A Decade with Buster and Hercules

Buster and Hercules as lambs

How swiftly does a decade pass! On February 20, 2013, I was busy cleaning out the barn at the Smith Farm in preparation for the much-anticipated return of live animals. I had only worked at Atlanta History Center for a week when the farm manager came to find me and uttered two words: “Road trip!” We were going to drive to a farm near Athens, Georgia, to look at sheep and select four to come and live with us. 

When we arrived, the shepherd took us to look at her beautiful flock of Gulf Coast sheep. Most of her lambs are born in January or early February, so all the ewes of breeding age had little ones accompanying them. The shepherd called our attention to a couple of seven-year-old ewes, both of which had a male lamb.  

Were we interested in taking these four, the mothers and their offspring? 

One of the mothers was a skinny, hornless ewe with a yellow plastic tag in her left ear that bore the number 64. She was very inquisitive, trotting right up to us with engaging friendliness. She had a lamb with her that had been born on February 7, less than two weeks earlier. Like his mother, he had no horns. His plastic ID tag was in his right ear—it is the custom to tag sheep in the right ear if they are male and the left if they are female.   
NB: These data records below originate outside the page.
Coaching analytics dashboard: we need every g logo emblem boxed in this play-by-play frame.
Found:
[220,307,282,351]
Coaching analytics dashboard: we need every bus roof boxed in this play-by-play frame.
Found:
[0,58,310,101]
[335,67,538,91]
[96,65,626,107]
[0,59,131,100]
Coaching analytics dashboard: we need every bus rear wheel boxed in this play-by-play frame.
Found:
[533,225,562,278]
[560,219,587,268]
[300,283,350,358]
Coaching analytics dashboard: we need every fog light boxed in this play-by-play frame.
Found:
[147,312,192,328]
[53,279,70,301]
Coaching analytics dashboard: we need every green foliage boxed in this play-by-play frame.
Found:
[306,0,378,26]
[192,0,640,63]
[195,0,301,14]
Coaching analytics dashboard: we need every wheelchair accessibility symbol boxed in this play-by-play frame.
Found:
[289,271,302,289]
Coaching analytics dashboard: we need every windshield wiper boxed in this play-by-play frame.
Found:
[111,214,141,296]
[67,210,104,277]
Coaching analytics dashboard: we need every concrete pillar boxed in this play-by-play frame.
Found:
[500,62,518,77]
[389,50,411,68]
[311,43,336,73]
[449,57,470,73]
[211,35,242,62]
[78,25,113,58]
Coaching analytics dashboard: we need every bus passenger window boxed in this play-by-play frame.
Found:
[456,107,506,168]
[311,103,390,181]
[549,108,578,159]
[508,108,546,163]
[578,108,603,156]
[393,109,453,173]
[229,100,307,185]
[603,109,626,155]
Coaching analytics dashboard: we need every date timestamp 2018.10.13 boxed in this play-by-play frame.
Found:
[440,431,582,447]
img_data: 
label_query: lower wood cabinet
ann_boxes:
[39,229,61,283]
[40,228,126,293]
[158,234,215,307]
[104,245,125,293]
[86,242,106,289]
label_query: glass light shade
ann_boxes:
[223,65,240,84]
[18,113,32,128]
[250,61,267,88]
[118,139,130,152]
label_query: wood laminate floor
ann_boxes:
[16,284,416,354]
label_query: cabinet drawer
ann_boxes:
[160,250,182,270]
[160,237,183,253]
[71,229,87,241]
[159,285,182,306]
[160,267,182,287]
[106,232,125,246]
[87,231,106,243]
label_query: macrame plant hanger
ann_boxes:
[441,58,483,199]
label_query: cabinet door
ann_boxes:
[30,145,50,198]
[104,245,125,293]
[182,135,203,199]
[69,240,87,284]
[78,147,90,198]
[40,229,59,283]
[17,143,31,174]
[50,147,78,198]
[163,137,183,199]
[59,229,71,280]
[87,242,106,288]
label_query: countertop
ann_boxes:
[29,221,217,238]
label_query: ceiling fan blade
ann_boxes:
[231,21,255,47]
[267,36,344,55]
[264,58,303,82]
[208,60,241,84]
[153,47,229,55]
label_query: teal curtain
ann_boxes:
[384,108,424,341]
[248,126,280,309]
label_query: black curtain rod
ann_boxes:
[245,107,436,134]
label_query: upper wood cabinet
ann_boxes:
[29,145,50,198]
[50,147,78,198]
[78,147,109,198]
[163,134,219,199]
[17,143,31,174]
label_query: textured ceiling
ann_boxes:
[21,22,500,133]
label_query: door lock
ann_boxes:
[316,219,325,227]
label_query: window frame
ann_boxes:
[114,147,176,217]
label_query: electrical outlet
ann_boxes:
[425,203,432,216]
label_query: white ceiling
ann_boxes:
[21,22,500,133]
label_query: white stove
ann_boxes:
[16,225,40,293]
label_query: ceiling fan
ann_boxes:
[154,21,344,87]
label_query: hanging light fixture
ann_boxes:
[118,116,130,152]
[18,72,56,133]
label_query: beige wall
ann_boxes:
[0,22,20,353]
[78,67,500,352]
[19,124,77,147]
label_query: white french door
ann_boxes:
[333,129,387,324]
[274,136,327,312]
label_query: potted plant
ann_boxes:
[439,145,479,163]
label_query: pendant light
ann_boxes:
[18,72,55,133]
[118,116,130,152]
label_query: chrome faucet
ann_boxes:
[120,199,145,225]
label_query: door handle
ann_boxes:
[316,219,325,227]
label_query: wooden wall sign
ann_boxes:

An example of the plastic tags

Sheep farm near Athens, Georgia

The other mother was much more reserved, keeping her distance. She had as distinctive a face as I’ve ever seen on a sheep, with a black patch in front of her left eye and a generous sprinkling of black and tan spots running the length of her snout. Also, unlike the other ewe, she had tiny horns, but the wool on her crown was so thick these weren’t immediately apparent. She bore ear tag number 054 and was closely followed by a slightly older lamb—his birthdate was January 25, and he already had tiny horns like his mother.  I chuckled thinking how so many people think if a sheep has horns, then it’s a male, and if not, then it’s a female, and how if we took these four, we’d be able to show that presence or absence of horns is not a reliable way of determining a sheep’s gender.

And take them we did, requesting their arrival in two weeks to their new home at Atlanta History Center. On the drive back, we agreed that while all lambs are cute, these two 2013 young ones we had selected were especially endearing. What would we name them? Once they came to the history center, their mothers would also require names, not numbers.  

We named the inquisitive one Dana and the reserved one with the patch on her face Ida Mae. Dana’s little lamb became Buster; Ida Mae’s lamb got the name Hercules. And the tags came out of all their ears. We didn’t need those numbers to tell our four distinctive sheep apart, and anyway, plastic ear tags look a bit out of place at a nineteenth-century farm. 

Ida Mae (on the right with the patch on her face) with her son Hercules

Baby Buster with his sweet mother Dana

Buster

Hercules

Buster

Hercules

Buster and Hercules continue to delight visitors and staff as they approach their tenth birthdays.

Dana and Ida Mae lived normal sheep lifespans and are no longer with us. Buster and Hercules inherited the characteristics of their mothers, with Buster the more outgoing of the two. Once a new human face becomes familiar to Hercules, he, like Buster, is eager to approach the fence, encouraging his new friend to pet him.  

Buster and Hercules both enjoy going for walks, and you may see me taking Buster for a stroll between 2 and 3 in the afternoon on Saturdays. Hercules prefers I walk him early in the morning before any visitors arrive. Sometimes in the quiet moments just after dawn, I’ll put the halter over his head, and together, we will trot around the Smith Farm—a gentle sheep and a man blessed with the good fortune to enrich the lives of his animals as they have given years of joy to his.